Mackenzie Davis
- Born: 3 January 2005 (age 21)

Rugby union career

Senior career
- Years: Team / Apps / (Points)
- 2024: NSW Waratahs Women’s Sevens

National sevens team
- Years: Team /  / Comps
- 2024-: Australia 7s

= Mackenzie Davis (rugby union) =

Australian rugby player (born 2005)

Mackenzie Davis (born 3 January 2005) is an Australian rugby union player who plays for the Australia national rugby sevens team.

==Career==
She played for Australia in sevens rugby at the 2023 Commonwealth Youth Games and scored five tries in the tournament as Australia won the gold medal following a 50-point victory over Canada in the final.

She played touch rugby for Australia at the Mixed Open World Cup in 2024 and played for NSW Waratahs Women's Sevens in the Next Gen Sevens.

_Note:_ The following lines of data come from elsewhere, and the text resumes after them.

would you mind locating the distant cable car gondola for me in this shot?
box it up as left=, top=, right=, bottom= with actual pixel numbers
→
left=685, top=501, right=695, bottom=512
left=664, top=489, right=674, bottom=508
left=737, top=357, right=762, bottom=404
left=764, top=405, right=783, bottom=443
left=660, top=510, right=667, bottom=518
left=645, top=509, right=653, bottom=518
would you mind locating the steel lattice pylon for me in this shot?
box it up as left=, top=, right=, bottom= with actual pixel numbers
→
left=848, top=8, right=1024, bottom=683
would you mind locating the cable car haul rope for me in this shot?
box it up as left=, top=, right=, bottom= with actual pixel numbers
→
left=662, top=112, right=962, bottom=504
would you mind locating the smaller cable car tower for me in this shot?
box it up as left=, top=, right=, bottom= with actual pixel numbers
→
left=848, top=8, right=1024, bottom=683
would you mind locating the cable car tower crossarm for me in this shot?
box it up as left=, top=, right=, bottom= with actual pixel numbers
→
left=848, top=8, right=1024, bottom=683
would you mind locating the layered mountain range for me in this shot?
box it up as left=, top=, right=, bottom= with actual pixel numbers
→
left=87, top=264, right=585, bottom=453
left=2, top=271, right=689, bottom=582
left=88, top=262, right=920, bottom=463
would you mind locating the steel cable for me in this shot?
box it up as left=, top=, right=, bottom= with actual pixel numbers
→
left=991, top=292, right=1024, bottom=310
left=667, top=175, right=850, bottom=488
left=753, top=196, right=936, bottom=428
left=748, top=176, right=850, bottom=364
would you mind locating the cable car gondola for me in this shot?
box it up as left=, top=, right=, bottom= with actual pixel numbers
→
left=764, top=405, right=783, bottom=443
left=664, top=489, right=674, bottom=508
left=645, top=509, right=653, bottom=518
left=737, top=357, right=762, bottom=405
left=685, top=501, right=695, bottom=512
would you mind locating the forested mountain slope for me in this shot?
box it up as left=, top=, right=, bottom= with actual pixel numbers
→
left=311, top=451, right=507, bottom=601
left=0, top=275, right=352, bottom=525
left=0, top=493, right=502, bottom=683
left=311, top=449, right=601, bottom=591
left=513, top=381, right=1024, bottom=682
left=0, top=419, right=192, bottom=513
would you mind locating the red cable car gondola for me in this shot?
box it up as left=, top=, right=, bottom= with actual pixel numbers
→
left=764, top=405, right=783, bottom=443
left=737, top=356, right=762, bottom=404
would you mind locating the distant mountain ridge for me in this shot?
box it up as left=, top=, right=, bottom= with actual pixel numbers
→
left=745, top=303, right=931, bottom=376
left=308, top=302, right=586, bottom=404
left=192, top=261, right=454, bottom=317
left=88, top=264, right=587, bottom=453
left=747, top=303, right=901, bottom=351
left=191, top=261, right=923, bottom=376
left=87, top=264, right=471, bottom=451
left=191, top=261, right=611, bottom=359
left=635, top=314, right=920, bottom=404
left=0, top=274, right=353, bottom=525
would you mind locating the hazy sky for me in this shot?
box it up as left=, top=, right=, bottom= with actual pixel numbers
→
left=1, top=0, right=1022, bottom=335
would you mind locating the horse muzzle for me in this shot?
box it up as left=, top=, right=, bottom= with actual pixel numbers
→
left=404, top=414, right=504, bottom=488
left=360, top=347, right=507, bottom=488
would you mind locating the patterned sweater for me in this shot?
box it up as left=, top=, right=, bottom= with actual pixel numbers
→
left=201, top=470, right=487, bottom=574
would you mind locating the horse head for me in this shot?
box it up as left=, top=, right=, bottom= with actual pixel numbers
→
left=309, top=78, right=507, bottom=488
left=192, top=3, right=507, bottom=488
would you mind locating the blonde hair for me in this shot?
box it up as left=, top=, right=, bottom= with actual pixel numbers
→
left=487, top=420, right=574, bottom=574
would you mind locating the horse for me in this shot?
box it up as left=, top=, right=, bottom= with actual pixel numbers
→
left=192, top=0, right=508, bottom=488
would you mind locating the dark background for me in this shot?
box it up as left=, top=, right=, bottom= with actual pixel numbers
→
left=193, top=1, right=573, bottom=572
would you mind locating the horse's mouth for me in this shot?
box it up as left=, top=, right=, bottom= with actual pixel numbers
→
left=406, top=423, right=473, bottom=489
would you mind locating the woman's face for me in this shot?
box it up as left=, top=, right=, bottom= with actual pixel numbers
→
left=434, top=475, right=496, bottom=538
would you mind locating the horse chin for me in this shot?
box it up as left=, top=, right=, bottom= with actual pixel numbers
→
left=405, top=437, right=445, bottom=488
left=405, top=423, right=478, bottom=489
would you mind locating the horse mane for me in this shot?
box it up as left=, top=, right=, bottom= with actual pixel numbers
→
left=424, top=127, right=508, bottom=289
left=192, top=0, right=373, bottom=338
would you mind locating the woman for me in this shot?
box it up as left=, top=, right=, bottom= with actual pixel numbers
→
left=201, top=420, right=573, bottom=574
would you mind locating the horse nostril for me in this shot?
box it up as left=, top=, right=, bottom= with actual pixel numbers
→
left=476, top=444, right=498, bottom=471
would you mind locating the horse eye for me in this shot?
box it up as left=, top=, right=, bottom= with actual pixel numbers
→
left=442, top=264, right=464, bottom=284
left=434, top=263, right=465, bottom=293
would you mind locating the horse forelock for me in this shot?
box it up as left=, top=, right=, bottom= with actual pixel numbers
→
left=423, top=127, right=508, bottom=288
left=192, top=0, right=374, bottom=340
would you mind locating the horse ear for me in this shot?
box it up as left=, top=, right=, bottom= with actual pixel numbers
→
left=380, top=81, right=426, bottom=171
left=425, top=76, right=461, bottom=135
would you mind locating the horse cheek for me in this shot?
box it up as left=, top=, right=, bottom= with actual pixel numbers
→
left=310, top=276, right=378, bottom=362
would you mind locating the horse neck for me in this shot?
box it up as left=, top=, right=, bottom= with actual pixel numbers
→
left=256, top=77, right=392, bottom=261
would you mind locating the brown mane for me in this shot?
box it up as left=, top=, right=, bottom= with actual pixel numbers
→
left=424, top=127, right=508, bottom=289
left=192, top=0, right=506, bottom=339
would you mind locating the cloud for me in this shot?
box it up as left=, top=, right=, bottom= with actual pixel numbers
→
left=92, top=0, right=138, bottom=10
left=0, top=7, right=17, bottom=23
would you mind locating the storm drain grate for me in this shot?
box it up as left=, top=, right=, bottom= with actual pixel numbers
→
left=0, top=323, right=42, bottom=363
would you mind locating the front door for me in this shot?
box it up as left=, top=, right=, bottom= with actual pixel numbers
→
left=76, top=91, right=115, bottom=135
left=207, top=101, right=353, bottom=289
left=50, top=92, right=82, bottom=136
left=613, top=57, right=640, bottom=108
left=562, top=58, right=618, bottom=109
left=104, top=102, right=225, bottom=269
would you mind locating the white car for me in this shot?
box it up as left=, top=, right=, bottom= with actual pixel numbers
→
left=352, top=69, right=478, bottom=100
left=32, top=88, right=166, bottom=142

In December 2024, she was called up for Australia for the 2024 South Africa Sevens in Cape Town, part of the 2024-25 SVNS series. She was a member of the winning team that won the 2025 Australia Sevens in January 2025.
Her efforts included scoring a try in a victory against Japan 7s and playing in the final as Australia 7s beat New Zealand 7s to win the tournament. She featured at the Hong Kong Sevens in March 2025, her efforts including setting up debutant Amahli Hala for a try against Spain in the opening match, and a try in the final as Australia finished runners-up to New Zealand. She continued with the Australia sevens team for the 2025-26 SVNS season, her performances including a try in the final of the 2026 Canada Sevens.